If implemented, the change will take effect from January.
A ministry spokesman told The Straits Times yesterday that the proposed change aims to provide certainty of non-taxation to individuals who own property.
Once it takes effect, the individual who sells a property for a profit can be sure that his gains will not be taxed - provided he had not sold any other property in the previous four years.
If he sold other properties within that period, the spokesman said, the Inland Revenue Authority of Singapore (Iras) will decide whether he should be taxed, 'based on the facts and circumstances, no different from the present tax treatment'.
Although Singapore does not have a capital gains tax, profits from selling property can be taxed at the appropriate individual income tax rates if Iras deems the seller to be a trader.
Tax and property market experts contacted by The Straits Times welcomed the move to clear the air over taxes on property sales.
Mr Tan Tiong Cheng, chairman of property consultant Knight Frank, said: 'Since the Government has clarified that the treatment on capital gains would remain the same, it will be business as usual. Genuine investors will not be deterred from buying properties.'
A stockbroking director said that the Government's assurance will calm any jitters investors might have experienced when they first learnt of the proposed tax change.
'There were initial misgivings that this provision might be a roundabout way to introduce a capital gains tax on properties. The misconception has been cleared,' he noted.
But others felt that by raising the issue of taxing property sales gains, the Government is also sending a signal to speculators that they can expect to be taxed if they buy properties to 'flip' for quick money.
During the property boom of 2007, some speculators could have bought and sold as many as half a dozen properties in the space of a year.

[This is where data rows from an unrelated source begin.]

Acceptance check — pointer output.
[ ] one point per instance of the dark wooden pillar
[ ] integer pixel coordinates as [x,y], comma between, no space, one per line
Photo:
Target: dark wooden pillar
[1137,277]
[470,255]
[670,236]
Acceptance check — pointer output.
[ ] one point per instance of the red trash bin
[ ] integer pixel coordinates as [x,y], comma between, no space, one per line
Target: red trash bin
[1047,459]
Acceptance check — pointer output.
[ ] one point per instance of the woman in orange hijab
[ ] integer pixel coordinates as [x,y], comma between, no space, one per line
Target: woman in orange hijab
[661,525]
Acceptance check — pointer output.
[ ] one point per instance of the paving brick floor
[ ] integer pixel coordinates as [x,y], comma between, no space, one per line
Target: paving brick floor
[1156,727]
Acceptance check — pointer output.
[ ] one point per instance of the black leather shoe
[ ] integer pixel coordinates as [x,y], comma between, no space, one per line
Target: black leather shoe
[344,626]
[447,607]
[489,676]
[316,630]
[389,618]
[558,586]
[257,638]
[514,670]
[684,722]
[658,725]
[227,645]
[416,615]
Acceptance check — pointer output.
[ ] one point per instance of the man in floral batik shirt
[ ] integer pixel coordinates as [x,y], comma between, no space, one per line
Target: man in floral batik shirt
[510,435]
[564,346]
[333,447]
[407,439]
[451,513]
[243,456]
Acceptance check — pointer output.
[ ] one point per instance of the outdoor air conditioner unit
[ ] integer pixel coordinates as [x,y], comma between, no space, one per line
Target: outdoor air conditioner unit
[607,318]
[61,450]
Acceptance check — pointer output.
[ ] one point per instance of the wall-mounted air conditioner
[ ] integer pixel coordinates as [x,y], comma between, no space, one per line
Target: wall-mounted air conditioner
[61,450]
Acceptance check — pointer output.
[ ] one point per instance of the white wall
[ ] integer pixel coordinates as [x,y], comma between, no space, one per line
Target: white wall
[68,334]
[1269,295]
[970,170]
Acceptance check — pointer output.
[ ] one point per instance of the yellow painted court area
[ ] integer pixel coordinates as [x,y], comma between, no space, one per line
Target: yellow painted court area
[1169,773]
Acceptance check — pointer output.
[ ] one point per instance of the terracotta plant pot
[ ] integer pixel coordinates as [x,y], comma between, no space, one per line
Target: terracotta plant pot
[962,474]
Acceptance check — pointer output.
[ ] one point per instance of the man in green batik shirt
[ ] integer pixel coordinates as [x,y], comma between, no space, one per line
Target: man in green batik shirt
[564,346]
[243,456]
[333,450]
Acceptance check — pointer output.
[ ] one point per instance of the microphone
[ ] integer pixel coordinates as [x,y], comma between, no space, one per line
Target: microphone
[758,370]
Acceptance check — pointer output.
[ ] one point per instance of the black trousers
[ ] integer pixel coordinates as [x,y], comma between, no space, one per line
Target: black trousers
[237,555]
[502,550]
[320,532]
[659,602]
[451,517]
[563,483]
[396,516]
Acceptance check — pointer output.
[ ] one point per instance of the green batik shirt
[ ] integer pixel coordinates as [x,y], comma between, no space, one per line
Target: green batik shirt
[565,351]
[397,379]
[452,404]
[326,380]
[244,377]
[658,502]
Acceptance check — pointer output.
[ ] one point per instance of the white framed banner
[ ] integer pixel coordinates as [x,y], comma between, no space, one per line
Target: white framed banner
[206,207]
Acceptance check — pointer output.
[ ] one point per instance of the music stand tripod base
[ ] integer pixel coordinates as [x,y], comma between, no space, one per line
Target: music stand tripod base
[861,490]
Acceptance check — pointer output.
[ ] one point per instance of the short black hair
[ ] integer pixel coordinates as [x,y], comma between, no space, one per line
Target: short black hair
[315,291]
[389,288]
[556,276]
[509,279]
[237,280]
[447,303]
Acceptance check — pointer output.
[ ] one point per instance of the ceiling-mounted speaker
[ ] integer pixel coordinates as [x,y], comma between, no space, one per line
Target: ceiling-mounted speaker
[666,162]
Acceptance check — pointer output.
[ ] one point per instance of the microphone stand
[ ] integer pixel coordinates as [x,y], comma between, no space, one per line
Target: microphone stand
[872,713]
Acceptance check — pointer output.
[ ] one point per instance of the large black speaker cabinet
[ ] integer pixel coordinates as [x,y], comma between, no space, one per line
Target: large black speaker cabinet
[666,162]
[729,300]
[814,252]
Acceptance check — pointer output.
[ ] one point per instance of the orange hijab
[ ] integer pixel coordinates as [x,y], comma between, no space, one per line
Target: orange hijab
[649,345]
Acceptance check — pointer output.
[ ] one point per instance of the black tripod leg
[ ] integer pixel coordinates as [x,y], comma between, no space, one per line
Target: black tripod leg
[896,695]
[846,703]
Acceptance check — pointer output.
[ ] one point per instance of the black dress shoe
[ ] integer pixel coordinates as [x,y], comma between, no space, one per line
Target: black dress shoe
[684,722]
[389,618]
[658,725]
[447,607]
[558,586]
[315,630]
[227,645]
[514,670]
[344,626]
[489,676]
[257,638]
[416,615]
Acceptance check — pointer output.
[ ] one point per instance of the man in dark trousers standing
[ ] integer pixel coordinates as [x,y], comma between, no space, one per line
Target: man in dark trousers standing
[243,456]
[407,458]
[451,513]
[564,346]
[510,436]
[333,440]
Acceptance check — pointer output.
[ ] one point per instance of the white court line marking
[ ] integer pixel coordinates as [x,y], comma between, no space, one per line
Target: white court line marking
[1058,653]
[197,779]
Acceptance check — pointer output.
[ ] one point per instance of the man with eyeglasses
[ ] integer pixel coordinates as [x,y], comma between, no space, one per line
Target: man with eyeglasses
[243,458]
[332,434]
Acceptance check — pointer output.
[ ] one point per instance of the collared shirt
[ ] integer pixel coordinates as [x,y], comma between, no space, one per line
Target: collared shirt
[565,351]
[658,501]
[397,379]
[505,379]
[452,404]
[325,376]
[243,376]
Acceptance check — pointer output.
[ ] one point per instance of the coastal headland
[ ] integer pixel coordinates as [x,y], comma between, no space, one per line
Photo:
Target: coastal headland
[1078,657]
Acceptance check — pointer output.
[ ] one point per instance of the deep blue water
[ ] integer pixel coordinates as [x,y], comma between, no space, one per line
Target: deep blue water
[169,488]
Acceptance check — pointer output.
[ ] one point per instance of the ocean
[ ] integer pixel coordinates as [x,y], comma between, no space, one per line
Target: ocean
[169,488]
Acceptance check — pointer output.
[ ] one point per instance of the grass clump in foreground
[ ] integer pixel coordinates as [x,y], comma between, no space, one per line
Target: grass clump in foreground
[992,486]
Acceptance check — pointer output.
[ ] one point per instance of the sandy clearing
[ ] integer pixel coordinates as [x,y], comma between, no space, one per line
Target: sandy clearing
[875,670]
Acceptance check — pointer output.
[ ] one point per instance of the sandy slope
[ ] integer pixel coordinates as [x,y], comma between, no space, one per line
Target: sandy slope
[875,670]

With the change, a property owner juggling several properties cannot sell more than one within a four-year period if he wants to be sure of avoiding a tax bill on his gains.
Since February, sales of new private homes have exceeded 1,000 units a month compared to a monthly average of 330 units last year. Worries are surfacing that speculators might be ramping up sales and driving up prices, as the economy recovers.
Businessman James Chen, 40, said the proposed change may make the short-term investor think harder before buying.
'He will have to consider whether he wants to take such a risk and give up a part of the gains as taxes.'
The draft Bill can be read at the Finance Ministry website www.mof.gov.sg and the public has up to next Tuesday to give feedback.
The Bill is expected to go before Parliament later in the year.
TARGET OF CHANGES
'HE WILL have to consider whether he wants to take such a risk and give up a part of the gains as taxes.'
Businessman James Chen, 40, on how the proposed change may make the short-term investor think harder before buying. A property owner juggling several properties cannot sell more than one within a four-year period if he wants to be sure of avoiding a tax bill on his gains.